Le G20 tente quand même d’impulser des réformes pour éviter une nouvelle crise...
Sur certains points, le G20 va dans le bon sens. Sur la réforme du système monétaire international, cela va prendre du temps, mais on semble enfin se diriger vers un système plus équilibré. La volonté de Geithner d’instaurer des limites à l’excédent ou au déficit de la balance courante de chaque pays est bonne. Elle s’inspire du système du Bancor préconisé par Keynes : le pays qui importe trop est obligé de dévaluer sa monnaie et à l’inverse celui qui exporte trop doit l’apprécier.

Constatez vous aussi des progrès en matière de régulation financière ?
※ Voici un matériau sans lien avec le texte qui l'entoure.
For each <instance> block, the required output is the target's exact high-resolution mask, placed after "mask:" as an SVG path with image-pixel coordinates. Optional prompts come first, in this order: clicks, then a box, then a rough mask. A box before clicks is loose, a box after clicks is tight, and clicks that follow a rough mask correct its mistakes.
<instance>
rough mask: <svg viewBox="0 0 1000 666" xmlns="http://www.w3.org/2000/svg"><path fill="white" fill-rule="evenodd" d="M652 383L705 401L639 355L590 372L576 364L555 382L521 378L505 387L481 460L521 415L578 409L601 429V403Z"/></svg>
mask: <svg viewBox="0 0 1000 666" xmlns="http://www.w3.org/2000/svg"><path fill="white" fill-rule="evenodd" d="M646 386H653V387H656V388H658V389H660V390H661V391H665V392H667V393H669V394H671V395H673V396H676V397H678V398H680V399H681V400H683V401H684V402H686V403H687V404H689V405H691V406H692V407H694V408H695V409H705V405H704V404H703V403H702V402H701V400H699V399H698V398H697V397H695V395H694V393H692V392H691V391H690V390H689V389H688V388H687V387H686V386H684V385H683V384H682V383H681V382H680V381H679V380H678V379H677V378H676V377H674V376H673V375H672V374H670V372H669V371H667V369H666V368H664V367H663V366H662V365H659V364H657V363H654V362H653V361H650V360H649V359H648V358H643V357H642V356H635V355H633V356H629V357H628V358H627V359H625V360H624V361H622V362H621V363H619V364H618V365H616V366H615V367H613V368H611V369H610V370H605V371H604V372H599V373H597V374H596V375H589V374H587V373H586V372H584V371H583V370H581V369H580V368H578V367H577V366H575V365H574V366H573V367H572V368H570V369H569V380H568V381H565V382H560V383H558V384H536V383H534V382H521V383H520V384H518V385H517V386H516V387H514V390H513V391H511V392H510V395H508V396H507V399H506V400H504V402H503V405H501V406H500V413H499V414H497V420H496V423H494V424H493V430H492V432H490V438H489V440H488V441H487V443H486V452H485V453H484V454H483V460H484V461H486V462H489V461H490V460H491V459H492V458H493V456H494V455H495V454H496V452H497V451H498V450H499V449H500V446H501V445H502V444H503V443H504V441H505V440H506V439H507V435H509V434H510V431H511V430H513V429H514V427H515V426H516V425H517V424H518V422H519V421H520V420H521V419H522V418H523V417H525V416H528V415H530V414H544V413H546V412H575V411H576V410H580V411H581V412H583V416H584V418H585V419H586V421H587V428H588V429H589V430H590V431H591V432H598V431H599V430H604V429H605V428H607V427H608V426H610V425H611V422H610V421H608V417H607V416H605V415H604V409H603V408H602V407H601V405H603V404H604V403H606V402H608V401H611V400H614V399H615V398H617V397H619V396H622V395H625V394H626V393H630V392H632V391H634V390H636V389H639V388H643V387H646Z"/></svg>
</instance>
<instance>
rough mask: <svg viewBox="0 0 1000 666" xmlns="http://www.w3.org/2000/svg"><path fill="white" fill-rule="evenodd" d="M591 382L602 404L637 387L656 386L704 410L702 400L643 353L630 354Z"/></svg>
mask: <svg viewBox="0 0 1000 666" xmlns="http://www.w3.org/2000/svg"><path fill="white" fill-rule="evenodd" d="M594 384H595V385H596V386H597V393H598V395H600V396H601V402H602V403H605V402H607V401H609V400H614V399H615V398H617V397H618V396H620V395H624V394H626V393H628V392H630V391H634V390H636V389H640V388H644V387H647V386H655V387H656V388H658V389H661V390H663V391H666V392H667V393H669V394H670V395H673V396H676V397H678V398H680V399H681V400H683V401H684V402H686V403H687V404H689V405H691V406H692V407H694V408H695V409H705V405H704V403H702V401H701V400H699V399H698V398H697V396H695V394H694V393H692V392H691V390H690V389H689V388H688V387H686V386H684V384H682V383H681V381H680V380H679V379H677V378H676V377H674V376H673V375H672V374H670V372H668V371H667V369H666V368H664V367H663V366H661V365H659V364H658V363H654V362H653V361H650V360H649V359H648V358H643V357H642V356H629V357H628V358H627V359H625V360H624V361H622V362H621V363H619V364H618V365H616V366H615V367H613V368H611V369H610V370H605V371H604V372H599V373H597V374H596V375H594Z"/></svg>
Pas du tout. Les économistes et des régulateurs ne cessent de répéter que la transparence résoudra tout. L’idée étant qu’avec une bonne transparence, il n’y a pas besoin de réguler. Ils s’accrochent encore à cette théorie complètement fausse de l’anticipation rationnelle des marchés. De toute façon, que la théorie soit fausse ou pas, cela ne change rien au fait que les financiers n’accepteront jamais qu’il y ait vraiment de la transparence puisque c’est grâce à l’opacité, grâce à l’asymétrie d’information, qu’ils réalisent des profits. Les dark pools ont par exemple été créés expressément pour permettre aux gros investisseurs d’agir dans l’ombre et d’empêcher les courtiers de placer leurs propres ordres avant les leurs et les petits intervenants de se placer dans leur sillage. Et il n’est pas question de supprimer ces dark pools.

Une réforme efficace de la finance commencerait par faire une chose : interdire le foyer-même de la spéculation, ces paris sur les fluctuations de prix qui font circuler du capital en circuit fermé, entre gagnants et perdants d’un pari. Non seulement cet argent n’est pas disponible pour la consommation et la production dans l’économie réelle mais la spéculation génère aussi un risque systémique en créant de longues chaînes de créanciers interdépendants. Enfin, elle pénalise de manière injustifiée les producteurs quand le prix spéculatif est exagérément bas, et les consommateurs quand il est exagérément haut.